# "run up" to Aristo switch?



## KVBarkley (Jan 9, 2009)

I am experimenting a bit with various layouts on the porch before I install it semi-permanently. I had a layout where I attached the straight arm of my Aristo switch (with the 4 foot diameter turnout) directly to the end of a 4 - foot half circle (if that makes sense..)

Anyway, no matter which way the switch was set, the train kept going straight through, not taking the curved path to complete the circle.

I found that since it was coming off the curve, the flanges were rubbing along the inside edge of the switch and the flange would "nose" the points apart causing the train to merrily go straight through.

I solved it by putting a straight section in front of the switch so that the flanges were more centered between the rails when it got to the points.

Is this a common problem? Is this the correct solution?


----------



## Greg Elmassian (Jan 3, 2008)

Yes, common, there are other solutions.. It sounds like the match between the point rails (the moving ones) and the stock rails (the outer ones) is not a good fit, and also the beginning inside of the point rails may be too abrupt.

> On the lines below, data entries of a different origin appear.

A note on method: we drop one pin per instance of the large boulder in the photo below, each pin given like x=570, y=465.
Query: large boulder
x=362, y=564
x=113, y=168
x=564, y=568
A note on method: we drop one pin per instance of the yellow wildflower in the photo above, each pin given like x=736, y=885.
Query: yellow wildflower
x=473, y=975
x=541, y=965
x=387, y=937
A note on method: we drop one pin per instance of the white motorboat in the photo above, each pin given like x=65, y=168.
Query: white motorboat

Grinding the backside of the point rails to fit closely to the stock rails is a good idea... a dremel will be useful..

Also smoothing the insides of the point rails so they do not have an abrupt taper will help.


Also, check that your switch machine is holding the points firmly.


This is what I would do.

This is a "sharp" switch, so you might also check wheel gauge, flangeway depth, etc... it's probably a combination of factors. Get the aristo gauge and set your wheel back to back spacing.


Regards, Greg


----------



## Torby (Jan 2, 2008)

*RE: "run up" to Aristo switch?*

Look for a burr keeping the point from setting firmly to the rail.


----------